وَقَاتِلُوهُمْ حَتَّى لاَ تَكُونَ فِتْنَةٌ وَيَكُونَ الدِّينُ لِلّهِ فَإِنِ انتَهَواْ فَلاَ عُدْوَانَ إِلاَّ عَلَى الظَّالِمِينَ Fight them on until there is no more Tumult, and there prevail justice and faith in Allah; but if they cease, Let there be no hostility except to those who practise oppression.

This became the official motto of the group.[24] The 1990s saw al-Jamāʻah al-islāmīyah engage in an extended campaign of violence, including the targeting of tourists and foreigners. Egypt's tourism sector was negatively impacted.[25][26] Victims of campaign against the Egyptian state from 1992 to 1997 totaled more than 1200[27] and included the head of the counter-terrorism agency (Major General Raouf Khayrat), a speaker of parliament (Rifaat al-Mahgoub), dozens of European tourists and Egyptian bystanders, and over 100 Egyptian police.[28]

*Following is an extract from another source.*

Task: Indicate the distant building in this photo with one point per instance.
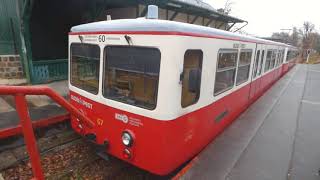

The 1991 killing of the group's leader, Ala Mohieddin, by security forces, led Al-Gama'a al-Islamiyya to murder Egypt's speaker of parliament in retaliation. In June 1995, working together with Egyptian Islamic Jihad, the group orchestrated an attempt on the life of President Mubarak, led by Mustafa Hamza, a senior Egyptian member of the Al-Qaeda and commander of the military branch of the Al-Gama'a al-Islamiyya. Mubarak escaped unharmed and retaliated with crackdown on GI members by the State Security and their families in Egypt.[29] Tal'at Fu'ad Qasim was arrested in Croatia in 1995.[30]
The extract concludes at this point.